Andalucía entró en la fase 3 de la desescalada el pasado lunes y, de inmediato, el Gobierno de Juan Manuel Moreno hizo uso de su recién recuperada autoridad para gestionar la crisis sanitaria durante la última prórroga del estado de alarma. Se autorizó la movilidad interprovincial dentro de la región y se flexibilizaron las normas de seguridad para la hostelería -muy dañada por el confinamiento-, ampliando el aforo de las terrazas al 75% y la ocupación de los bares hasta dos tercios de su capacidad.
Sobre la reapertura del curso escolar, las cosas van a otro ritmo. La Junta de Andalucía ha dado por terminado este año académico y ha esbozado unas instrucciones que dirigirá a los colegios para que preparen el curso 2020-2021. El consejero del ramo, Javier Imbroda, espera saber cuánto dinero llegará a Andalucía de los 2.000 millones que el Gobierno repartirá entre las comunidades para educación. Su intención es contratar a profesores de refuerzo e invertir en herramientas tecnológicas por si es necesario reactivar la enseñanza a distancia, pero en ningún caso se bajará la ratio ni se harán desdobles de grupos, como propone el Ministerio, los sindicatos docentes y un informe del Consejo Escolar de Andalucía.
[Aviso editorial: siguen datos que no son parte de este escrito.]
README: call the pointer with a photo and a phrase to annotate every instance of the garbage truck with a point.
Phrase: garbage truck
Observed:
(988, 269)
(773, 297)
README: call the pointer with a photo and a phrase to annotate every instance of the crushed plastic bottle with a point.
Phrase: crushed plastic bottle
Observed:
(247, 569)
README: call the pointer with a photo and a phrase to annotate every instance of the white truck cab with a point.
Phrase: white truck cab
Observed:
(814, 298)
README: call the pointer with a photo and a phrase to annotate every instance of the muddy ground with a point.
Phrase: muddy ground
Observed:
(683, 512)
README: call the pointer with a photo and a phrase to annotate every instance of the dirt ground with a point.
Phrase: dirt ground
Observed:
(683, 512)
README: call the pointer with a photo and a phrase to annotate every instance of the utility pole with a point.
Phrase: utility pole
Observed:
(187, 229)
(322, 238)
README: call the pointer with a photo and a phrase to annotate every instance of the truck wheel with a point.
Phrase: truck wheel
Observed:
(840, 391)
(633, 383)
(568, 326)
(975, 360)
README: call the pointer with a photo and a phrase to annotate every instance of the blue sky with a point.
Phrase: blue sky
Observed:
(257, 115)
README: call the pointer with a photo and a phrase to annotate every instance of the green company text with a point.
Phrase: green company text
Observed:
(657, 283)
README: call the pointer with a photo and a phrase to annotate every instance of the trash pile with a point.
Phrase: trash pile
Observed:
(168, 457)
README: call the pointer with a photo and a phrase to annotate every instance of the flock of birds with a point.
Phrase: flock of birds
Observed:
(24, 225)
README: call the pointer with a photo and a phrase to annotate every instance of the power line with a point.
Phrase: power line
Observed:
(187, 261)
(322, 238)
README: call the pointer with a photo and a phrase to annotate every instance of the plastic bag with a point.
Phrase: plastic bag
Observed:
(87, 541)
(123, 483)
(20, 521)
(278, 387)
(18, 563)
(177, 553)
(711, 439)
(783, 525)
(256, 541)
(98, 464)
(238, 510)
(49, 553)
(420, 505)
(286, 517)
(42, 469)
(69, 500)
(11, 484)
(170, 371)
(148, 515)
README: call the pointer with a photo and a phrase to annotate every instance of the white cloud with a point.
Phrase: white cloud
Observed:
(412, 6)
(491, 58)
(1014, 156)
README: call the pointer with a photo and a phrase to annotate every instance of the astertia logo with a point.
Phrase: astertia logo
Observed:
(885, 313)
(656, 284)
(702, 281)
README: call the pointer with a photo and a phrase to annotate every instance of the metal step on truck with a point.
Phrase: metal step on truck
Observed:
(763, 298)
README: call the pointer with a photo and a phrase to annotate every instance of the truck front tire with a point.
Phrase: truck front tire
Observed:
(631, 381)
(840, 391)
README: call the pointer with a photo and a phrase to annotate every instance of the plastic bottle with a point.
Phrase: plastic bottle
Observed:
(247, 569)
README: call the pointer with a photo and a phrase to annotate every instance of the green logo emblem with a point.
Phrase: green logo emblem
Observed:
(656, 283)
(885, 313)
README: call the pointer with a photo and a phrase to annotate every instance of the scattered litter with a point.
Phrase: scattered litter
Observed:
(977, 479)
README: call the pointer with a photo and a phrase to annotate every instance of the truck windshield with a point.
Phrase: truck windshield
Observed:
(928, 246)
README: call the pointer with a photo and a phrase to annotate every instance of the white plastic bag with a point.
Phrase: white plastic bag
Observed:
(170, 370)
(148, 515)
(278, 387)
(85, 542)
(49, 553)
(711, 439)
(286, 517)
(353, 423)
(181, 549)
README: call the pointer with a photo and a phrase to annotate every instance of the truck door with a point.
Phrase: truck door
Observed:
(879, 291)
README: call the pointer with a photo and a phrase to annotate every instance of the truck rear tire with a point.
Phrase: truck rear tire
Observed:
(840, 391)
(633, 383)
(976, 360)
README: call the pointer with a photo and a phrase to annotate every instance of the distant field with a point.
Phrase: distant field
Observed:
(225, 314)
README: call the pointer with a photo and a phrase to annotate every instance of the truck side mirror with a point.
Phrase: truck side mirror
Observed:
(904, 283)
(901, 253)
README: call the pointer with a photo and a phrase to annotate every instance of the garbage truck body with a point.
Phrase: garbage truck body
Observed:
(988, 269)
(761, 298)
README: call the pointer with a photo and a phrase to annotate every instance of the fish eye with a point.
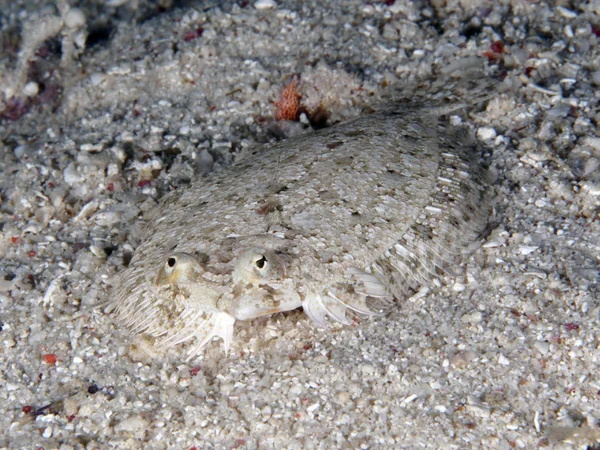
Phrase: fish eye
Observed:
(261, 262)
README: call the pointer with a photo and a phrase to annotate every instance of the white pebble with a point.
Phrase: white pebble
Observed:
(503, 360)
(486, 133)
(31, 89)
(542, 347)
(265, 4)
(96, 78)
(132, 424)
(74, 18)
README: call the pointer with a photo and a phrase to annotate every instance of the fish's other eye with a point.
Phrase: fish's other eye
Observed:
(171, 261)
(261, 262)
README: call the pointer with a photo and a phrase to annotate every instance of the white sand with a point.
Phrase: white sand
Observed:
(503, 356)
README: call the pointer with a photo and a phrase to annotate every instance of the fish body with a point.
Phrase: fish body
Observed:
(337, 222)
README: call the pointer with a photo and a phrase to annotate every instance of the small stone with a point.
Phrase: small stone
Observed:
(31, 89)
(74, 18)
(265, 4)
(542, 347)
(486, 133)
(503, 360)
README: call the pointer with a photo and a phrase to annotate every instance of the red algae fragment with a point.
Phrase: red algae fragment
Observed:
(288, 105)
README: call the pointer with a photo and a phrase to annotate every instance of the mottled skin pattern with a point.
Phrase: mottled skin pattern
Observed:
(336, 222)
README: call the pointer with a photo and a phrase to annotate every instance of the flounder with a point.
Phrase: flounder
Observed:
(338, 222)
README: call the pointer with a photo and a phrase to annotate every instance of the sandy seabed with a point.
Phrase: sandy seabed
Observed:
(108, 105)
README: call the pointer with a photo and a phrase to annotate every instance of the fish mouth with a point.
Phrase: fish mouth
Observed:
(247, 307)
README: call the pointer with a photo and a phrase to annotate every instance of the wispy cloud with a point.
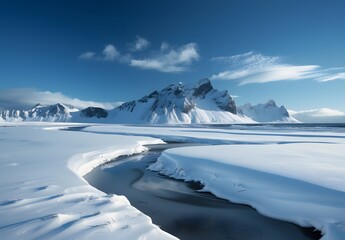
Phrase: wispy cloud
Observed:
(253, 67)
(172, 61)
(166, 59)
(140, 44)
(87, 55)
(321, 115)
(109, 53)
(25, 98)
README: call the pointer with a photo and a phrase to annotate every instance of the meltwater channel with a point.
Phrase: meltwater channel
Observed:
(180, 209)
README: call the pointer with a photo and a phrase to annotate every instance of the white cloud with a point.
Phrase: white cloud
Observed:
(87, 55)
(253, 67)
(172, 61)
(109, 53)
(24, 98)
(321, 115)
(166, 60)
(140, 44)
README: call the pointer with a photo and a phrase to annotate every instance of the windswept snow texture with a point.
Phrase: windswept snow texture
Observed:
(175, 104)
(268, 112)
(294, 174)
(43, 194)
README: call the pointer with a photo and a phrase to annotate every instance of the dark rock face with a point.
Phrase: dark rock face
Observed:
(91, 112)
(204, 87)
(128, 106)
(180, 98)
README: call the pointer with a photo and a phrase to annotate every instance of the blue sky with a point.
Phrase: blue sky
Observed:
(109, 51)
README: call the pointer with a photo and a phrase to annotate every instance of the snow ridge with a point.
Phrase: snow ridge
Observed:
(175, 104)
(267, 112)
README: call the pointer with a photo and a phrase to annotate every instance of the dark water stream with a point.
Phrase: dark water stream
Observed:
(178, 208)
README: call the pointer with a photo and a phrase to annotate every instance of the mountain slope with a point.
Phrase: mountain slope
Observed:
(53, 113)
(268, 112)
(199, 103)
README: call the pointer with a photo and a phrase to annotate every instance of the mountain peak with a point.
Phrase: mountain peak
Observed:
(179, 103)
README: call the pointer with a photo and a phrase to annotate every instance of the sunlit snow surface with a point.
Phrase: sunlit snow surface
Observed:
(290, 173)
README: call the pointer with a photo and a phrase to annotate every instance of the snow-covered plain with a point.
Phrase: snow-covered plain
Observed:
(43, 194)
(293, 174)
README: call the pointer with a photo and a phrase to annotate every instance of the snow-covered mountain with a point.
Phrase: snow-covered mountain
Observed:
(199, 103)
(175, 104)
(53, 113)
(267, 112)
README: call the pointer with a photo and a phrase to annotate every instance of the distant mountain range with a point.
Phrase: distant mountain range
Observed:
(175, 104)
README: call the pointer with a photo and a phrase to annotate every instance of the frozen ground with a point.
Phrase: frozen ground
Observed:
(43, 194)
(287, 173)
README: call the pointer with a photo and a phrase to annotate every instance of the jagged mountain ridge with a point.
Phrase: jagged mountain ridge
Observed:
(53, 113)
(199, 103)
(175, 104)
(267, 112)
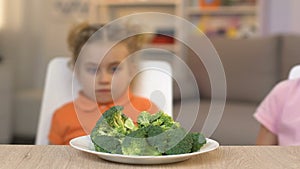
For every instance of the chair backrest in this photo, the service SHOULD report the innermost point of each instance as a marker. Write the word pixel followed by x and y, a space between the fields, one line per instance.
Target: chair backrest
pixel 57 91
pixel 155 84
pixel 294 72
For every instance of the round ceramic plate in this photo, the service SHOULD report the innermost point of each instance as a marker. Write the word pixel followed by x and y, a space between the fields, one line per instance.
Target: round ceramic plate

En esta comunidad hay más de 30.000 unidades con 25 o más estudiantes, según datos de la consejería. “Los ajustes que nos proponen requieren unos recursos infinitos y en muchos casos ilimitados”, dice Imbroda. Por ahora, se le ha pedido a los equipos directivos y al profesorado que preparen dos modelos de enseñanza para septiembre, un curso presencial y otro a distancia, por si un rebrote de contagios en una escuela o en un municipio obliga a cerrar y volver al confinamiento.
Los expertos en educación consultados para este reportaje reconocen su inseguridad a la hora de proponer soluciones para empezar el próximo curso escolar con ciertas garantías de seguridad. La población escolar de Andalucía es similar al total de habitantes de Extremadura y Cantabria juntos. Todos coinciden con la ministra en que “se puede enseñar a distancia, pero no se puede educar a distancia”. “La educación es siempre presencial, porque abarca mucho más que la lección en clase, está la interacción social en el aula, la interacción con los profesores y entre los propios alumnos. Y eso no se puede sustituir”, concluyen.